See mason jar sizes explained for guidance on using the jar size the tested recipe specifies, since changing jar size can affect whether processing times are safe.

Inspect Lids and Bands Separately

Jars and lids are different things with different rules. New two-piece lids (flat lid plus screw band) do not need to be boiled before use. Current guidance from lid manufacturers and the NCHFP recommends washing lids in hot soapy water and keeping them warm, but not boiling them. Boiling can soften the sealing compound and actually reduce the lid's ability to seal properly.

Bands can be reused as long as they are free of rust, dents, and corrosion. Lids should not be reused for home canning, since the sealing compound is designed to compress and form a seal once.

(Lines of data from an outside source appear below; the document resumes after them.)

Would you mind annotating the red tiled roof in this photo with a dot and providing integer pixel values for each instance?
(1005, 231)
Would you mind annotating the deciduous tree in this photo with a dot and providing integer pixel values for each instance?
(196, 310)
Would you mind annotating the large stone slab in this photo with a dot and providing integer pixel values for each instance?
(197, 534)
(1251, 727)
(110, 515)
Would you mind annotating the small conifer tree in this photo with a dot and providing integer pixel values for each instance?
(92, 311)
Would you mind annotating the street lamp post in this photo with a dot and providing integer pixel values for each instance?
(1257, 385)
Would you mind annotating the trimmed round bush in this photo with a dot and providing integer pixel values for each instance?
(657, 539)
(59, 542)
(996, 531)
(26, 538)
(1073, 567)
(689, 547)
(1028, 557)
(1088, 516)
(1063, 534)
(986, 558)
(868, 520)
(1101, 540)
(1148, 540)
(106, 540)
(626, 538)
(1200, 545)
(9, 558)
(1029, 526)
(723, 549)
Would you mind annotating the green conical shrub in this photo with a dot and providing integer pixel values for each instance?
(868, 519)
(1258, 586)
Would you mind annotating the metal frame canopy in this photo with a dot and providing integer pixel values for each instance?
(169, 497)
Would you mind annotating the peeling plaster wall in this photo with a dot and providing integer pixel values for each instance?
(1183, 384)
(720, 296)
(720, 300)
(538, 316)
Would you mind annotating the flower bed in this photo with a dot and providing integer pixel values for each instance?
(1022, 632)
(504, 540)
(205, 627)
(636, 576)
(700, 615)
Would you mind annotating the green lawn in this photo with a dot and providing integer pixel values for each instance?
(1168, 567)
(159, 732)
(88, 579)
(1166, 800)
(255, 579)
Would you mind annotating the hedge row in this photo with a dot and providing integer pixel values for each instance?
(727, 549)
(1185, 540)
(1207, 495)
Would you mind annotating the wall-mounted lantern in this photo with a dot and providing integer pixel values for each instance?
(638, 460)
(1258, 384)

A used lid may look fine but seal unreliably.

For more detail on selecting and replacing lids, see canning lids and bands: why you replace lids every time.

A Jar Prep Checklist

Run through these steps before every batch:

StepWhat to check
WashHot soapy water, rinsed thoroughly
Inspect rimNo chips, nicks, or roughness
Inspect glassNo hairline cracks, hold up to light
Keep hotSimmering in canner or warm dishwasher
Pre-sterilizeOnly if recipe requires it OR processing time is under 10 minutes
LidsWashed, warm, not previously used
BandsRust-free, not dented

Frequently Asked Questions

Can I reuse jars from store-bought foods like pasta sauce or pickles?

Commercial food jars are not designed or tested for home canning. The glass is thinner, and the jar rim is often shaped differently than a standard mason jar rim. These jars are more likely to crack under processing heat and will not seal reliably with two-piece canning lids. Use jars specifically made for home canning.

How do I sterilize jars if my altitude is above 1,000 feet?

Boil for one additional minute per 1,000 feet of elevation above sea level. At 3,000 feet, that means 13 minutes instead of 10. Altitude adjustment also applies to processing times in your recipe, so check the USDA or NCHFP guidelines for your elevation before you start.

A jar did not seal after processing. Can I reprocess it?

You can reprocess within 24 hours using a new lid. Check the jar rim carefully for any damage first. If the rim is fine, use a new lid, reprocess for the full time the recipe specifies, and refrigerate immediately if it fails to seal again. Food quality declines with reprocessing, so many canners simply refrigerate and use the jar within a few days rather than reprocess.

Is it safe to put jars straight from the freezer into a hot canner?

No. Any significant temperature difference between the jar and the canner water risks cracking the glass. Always start with jars at room temperature or warmer. Jars should never go from freezing to boiling without time to equalize.

What if I see white film or mineral deposits on clean jars?

Hard water leaves calcium and mineral deposits that look like a cloudy film. This is harmless and does not affect canning safety. To remove it, soak jars in a dilute solution of white vinegar and water, then rinse thoroughly before use. Do not confuse mineral deposits with actual food residue, which requires scrubbing and hot soapy water.